Testing the sample code against a Azure OpenAI gpt-3.5 instance - I get this error, after a handful of tests seem to successfully run:

2024-09-18 11:35:09,227 pid:4610 MainThread giskard.scanner.logger ERROR    Detector LLMHarmfulContentDetector failed with error: the JSON object must be str, bytes or bytearray, not NoneType
Traceback (most recent call last):
  File "/opt/anaconda3/envs/giskard-env/lib/python3.11/site-packages/giskard/scanner/scanner.py", line 162, in _run_detectors
    detected_issues = detector.run(model, dataset, features=features)
                      ^^^^^^^^^^^^^^^^^^^^^^^^^^^^^^^^^^^^^^^^^^^^^^^
  File "/opt/anaconda3/envs/giskard-env/lib/python3.11/site-packages/giskard/scanner/llm/base.py", line 77, in run
    eval_dataset = dg.generate_dataset(model, self.num_samples)
                   ^^^^^^^^^^^^^^^^^^^^^^^^^^^^^^^^^^^^^^^^^^^^
  File "/opt/anaconda3/envs/giskard-env/lib/python3.11/site-packages/giskard/llm/generators/base.py", line 72, in generate_dataset
    generated = self._parse_output(out)
                ^^^^^^^^^^^^^^^^^^^^^^^
  File "/opt/anaconda3/envs/giskard-env/lib/python3.11/site-packages/giskard/llm/generators/base.py", line 85, in _parse_output
    data = json.loads(raw_output.content)
           ^^^^^^^^^^^^^^^^^^^^^^^^^^^^^^
  File "/opt/anaconda3/envs/giskard-env/lib/python3.11/json/__init__.py", line 339, in loads
    raise TypeError(f'the JSON object must be str, bytes or bytearray, '
TypeError: the JSON object must be str, bytes or bytearray, not NoneType
Traceback (most recent call last):
  File "/Users/labuser/giskard_azure_openai.py", line 82, in <module>
    scan_results = giskard.scan(giskard_model, raise_exceptions=True)
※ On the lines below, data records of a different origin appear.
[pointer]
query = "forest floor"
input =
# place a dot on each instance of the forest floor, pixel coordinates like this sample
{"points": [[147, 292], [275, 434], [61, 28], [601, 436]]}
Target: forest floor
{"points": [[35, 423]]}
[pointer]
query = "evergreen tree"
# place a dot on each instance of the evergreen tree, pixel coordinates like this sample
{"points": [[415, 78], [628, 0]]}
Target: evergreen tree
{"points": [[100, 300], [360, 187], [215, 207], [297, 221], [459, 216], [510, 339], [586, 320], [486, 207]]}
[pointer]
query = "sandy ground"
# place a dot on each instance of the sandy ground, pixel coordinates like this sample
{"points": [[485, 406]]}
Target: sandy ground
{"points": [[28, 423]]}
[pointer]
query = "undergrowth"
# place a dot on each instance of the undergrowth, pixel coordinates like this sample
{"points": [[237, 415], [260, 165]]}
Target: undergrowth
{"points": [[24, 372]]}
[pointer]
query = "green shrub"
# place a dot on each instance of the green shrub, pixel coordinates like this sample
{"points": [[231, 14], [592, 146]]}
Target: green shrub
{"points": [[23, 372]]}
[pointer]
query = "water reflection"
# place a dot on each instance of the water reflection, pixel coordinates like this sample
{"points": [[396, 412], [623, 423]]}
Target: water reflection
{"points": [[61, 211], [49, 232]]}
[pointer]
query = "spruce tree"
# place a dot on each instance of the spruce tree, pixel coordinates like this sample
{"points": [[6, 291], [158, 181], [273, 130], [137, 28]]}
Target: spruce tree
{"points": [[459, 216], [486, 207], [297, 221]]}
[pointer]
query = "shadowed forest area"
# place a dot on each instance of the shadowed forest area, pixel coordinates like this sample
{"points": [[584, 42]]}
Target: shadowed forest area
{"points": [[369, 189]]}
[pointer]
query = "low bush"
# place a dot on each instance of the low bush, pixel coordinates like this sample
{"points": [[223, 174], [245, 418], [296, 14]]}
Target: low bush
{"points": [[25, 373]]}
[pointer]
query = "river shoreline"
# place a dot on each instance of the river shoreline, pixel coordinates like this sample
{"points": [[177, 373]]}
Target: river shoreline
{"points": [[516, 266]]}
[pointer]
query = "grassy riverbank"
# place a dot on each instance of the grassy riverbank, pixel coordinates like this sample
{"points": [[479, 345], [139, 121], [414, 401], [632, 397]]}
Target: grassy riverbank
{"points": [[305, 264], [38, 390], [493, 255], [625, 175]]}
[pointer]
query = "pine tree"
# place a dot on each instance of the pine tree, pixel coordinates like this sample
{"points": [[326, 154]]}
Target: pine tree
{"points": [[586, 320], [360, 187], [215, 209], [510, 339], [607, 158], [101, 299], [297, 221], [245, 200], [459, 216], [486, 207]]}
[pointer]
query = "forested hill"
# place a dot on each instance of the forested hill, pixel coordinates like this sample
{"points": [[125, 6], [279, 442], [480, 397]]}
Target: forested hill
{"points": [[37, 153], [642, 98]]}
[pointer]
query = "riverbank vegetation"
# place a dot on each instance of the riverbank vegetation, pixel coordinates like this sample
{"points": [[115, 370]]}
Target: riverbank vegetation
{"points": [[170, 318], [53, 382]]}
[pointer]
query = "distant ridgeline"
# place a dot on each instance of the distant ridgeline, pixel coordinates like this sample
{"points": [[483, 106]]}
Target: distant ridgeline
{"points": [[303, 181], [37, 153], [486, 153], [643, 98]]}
                   ^^^^^^^^^^^^^^^^^^^^^^^^^^^^^^^^^^^^^^^^^^^^^^^^^^
  File "/opt/anaconda3/envs/giskard-env/lib/python3.11/site-packages/giskard/scanner/__init__.py", line 67, in scan
    return scanner.analyze(
           ^^^^^^^^^^^^^^^^
  File "/opt/anaconda3/envs/giskard-env/lib/python3.11/site-packages/giskard/scanner/scanner.py", line 126, in analyze
    issues, errors = self._run_detectors(
                     ^^^^^^^^^^^^^^^^^^^^
  File "/opt/anaconda3/envs/giskard-env/lib/python3.11/site-packages/giskard/scanner/scanner.py", line 176, in _run_detectors
    raise err
  File "/opt/anaconda3/envs/giskard-env/lib/python3.11/site-packages/giskard/scanner/scanner.py", line 162, in _run_detectors
    detected_issues = detector.run(model, dataset, features=features)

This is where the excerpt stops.